1. According to the briquette breaking and conveying device, the rotary briquette breaking screen plate can impact and break a large amount of briquette-holding plastic particles under the blowing of the blower, so that the briquette-holding phenomenon of the plastic particles in the tank body is prevented; meanwhile, the centrifugal force of the high-speed rotating ball breaking screen plate can enable the broken plastic shell to enter the metal material guide pipe through high-pressure gas discharged by the air blower, the high-pressure gas drives the broken plastic shell to enter the annular cavity sleeve, and the metal material pipe is internally provided with a filter mesh plate which can filter large-particle plastic, so that the large-particle plastic is prevented from entering the material collecting bin.
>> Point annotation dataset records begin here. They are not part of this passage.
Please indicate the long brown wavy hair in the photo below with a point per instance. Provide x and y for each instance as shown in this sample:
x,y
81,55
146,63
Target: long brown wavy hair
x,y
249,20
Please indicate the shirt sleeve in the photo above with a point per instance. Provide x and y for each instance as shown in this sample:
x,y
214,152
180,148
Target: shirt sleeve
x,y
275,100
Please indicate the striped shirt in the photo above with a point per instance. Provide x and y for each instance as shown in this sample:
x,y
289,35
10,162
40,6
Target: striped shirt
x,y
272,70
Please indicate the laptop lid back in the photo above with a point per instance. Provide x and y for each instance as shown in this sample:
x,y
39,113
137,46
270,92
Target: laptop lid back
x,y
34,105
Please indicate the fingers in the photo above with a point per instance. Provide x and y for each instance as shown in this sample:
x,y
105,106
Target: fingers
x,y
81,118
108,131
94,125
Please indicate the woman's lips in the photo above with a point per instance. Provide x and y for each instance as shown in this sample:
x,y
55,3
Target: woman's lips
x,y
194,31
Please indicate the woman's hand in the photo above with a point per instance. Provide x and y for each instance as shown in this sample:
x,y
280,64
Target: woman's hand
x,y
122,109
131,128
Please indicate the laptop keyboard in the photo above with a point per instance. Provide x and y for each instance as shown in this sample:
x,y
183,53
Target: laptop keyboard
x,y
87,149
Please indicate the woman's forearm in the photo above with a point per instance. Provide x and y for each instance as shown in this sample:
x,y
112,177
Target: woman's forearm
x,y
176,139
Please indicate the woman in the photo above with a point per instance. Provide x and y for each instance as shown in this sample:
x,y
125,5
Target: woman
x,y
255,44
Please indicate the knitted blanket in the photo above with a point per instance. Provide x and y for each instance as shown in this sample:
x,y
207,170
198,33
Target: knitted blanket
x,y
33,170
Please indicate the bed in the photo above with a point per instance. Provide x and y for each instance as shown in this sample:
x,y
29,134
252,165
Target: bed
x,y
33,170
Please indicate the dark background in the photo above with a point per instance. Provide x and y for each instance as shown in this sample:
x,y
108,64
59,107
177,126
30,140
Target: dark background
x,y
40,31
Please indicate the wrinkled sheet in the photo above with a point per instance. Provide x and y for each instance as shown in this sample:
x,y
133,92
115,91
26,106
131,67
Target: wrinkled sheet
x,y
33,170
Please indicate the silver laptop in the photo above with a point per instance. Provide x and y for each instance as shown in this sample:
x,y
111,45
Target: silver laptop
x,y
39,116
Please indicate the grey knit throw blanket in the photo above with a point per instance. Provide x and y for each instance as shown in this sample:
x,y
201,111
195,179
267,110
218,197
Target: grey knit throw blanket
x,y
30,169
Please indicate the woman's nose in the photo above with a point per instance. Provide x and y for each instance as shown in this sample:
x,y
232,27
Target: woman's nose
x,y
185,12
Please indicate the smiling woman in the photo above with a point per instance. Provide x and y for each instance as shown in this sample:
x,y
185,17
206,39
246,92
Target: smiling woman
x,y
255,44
2. According to the invention, through the matching of the obliquely arranged annular cavity sleeve and the obliquely arranged annular rotating groove, plastic particles can be impacted on the filter mesh plate by the centrifugal force of the agglomeration breaking mesh plate, and the filtering and material conveying effects of the filter mesh plate on the plastic particles are further improved; when plastic particles enter the annular cavity sleeve under the action of high-pressure gas and impact force, the elastic electrostatic plate can guide static electricity generated on the plastic particles which rub against each other into the ground through the grounding wire, so that the plastic particles are prevented from rubbing and being agglomerated under the blowing of the high-pressure gas, and meanwhile, the installed cutting screen plate can further cut and discharge the plastic particles in the annular cavity sleeve.

Drawings

The invention will be further explained with reference to the drawings.

FIG. 1 is a perspective view of the present invention;

FIG. 2 is a front cross-sectional view of the present invention;

FIG. 3 is an enlarged view of a portion of FIG. 2 in accordance with the present invention;

In the figure: the device comprises a tank body 1, a feeding pipe 10, an annular rotating groove 11, a lump breaking conveying device 2, a driving motor 21, a blower 22, a rotating column 23, a rotating sleeve 24, a lump breaking screen plate 25, an extrusion block 251, an annular cavity sleeve 26, an elastic electrostatic plate 261, an expansion cavity 262, a separating screen plate 263, a conveying pipe 27, an air guide hole 271, a filter screen film 272, a material collecting bin 28, a swinging rod 29, a limiting block 3, a metal guide pipe 4, a filter screen plate 41, a toggle column 5, an extrusion cavity ball 6, an air guide hose 7, a rapping mechanism 8, a sliding guide cylinder 81, a sliding rod 82, a rapping block 83, an elastic connecting column 84, a sealing gasket 85 and an electrostatic ball 9.

Detailed Description

An automatic conveyor for a flame-retardant antistatic polymer plastic according to an embodiment of the present invention will be described below with reference to fig. 1 to 3.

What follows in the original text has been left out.